А то вдруг приходило в голову совсем сумасшедшее: обнять Соню, подойти сбоку этак крадучись и обнять за плечи — будь что будет, семь бед — один ответ… Вариант этот мелькал в голове как фантазия, которую я отсек мгновенно: с Соней так нельзя, можно навсегда испортить отношения, нет, нет, это обидит ее, и в каком свете я буду выглядеть, чего будут стоить мои чувства.
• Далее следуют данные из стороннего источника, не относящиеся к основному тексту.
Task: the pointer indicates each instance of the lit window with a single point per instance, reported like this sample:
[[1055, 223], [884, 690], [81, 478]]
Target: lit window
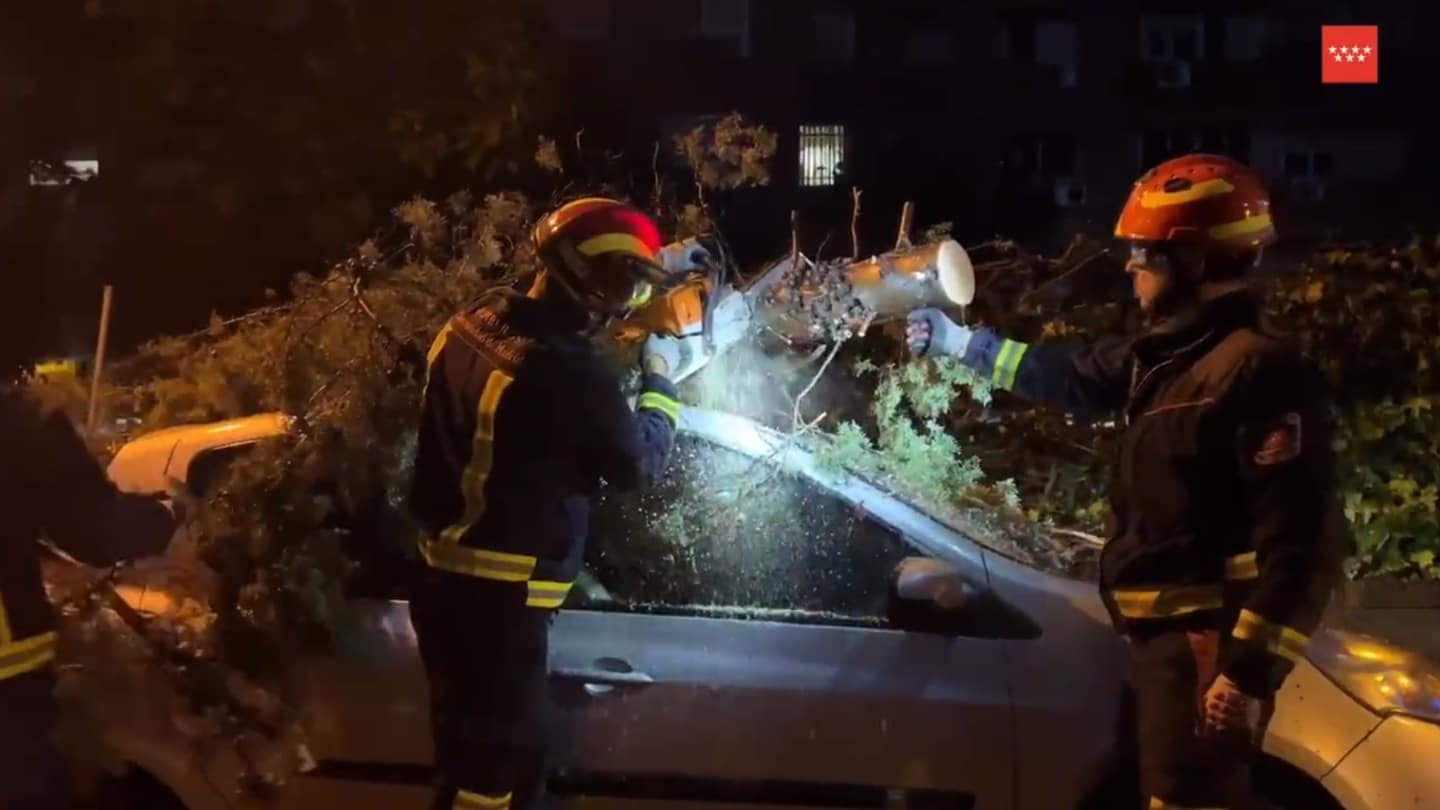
[[64, 173], [822, 154]]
— А куда ваша подруга делась? Сидела рядом и вдруг исчезла, — сказал я, чтобы что-то сказать.
— Шура, что ли?
— Ну да, Шура.
— К связистам ушла.
— Зачем это? Так поздно…
— Жених у нее там.
— Жених?
— Почему вы удивляетесь?
— Да так, — ответил я, придав голосу равнодушный оттенок. — Почему же он в кино не пришел?
— Не мог. Занят.
Тропинка делала поворот, слева и справа ее обступали кусты, и когда мы проходили среди них, я коснулся руки Сони, но она отвела ее.
— Вот я и дома.
— Уже пришли? Как быстро.
Оба остановились. Вдали среди лесной прогалины виднелись палатки санчасти. Соня смотрела в ту сторону, видимо из вежливости не покинув меня сразу.
— Не холодно в палатках?
— Что вы! Ни капельки!
— Хорошие стоят дни.
— Очень хорошие.
— А на передовой в такие дни тяжко…
Больше я не мог выдавить из себя ни слова. Я стоял и смотрел на темный профиль Сони, и меня душила какая-то неведомая ранее нежность. Но я боялся проявить ее. Минуту стояли молча.
— До свидания. Спасибо за компанию, — сказала Соня и шагнула вперед, к палаткам.
Я помахал ей вслед, потом повернулся и напрямик, минуя тропинки, направился к своей землянке.
Нагретые за день ветки елок кололи мои щеки. Тепло чувствовалось и под ногами, и я вообразил, как в этот час оживают полузавядшие колокольчики, которые я видел здесь днем. В отдалении глухо рокотал движок. В стороне где-то скользнул по деревьям свет автомобильных фар. Я шел и думал о Соне… Ничего не было сказано, ничего не произошло между нами, но на душе у меня было светло: все-таки повидал ее, поговорил…
— Ну как кино? Понравилось? — спросил Штыкалов при моем появлении в землянке.
— Мура, — произнес я зло.
— Мура? — Штыкалов усмехнулся. — Хорошо, что я не пошел. А ведь, знаешь, собирался.
— Хорошо сделал, что не пошел, — добавил я, подумав, что мне теперь ни одно кино не придется по душе, пока Соня не изменит своего отношения.
— Чем занимался? Почему не спишь? — спросил я после паузы.
— Писал письма, — признался Штыкалов. — Во все концы настрочил.
«Во все концы» — это значит невесте, девушке Наташе, с которой Штыкалов переписывается с начала войны. Высокая, непостижимая для меня любовь между ними, о которой Штыкалов никогда не говорит, но я видел, как меняется, светлеет его лицо после каждого письма от Наташи.
— Мне тоже надо написать матери, — сказал я и замолк.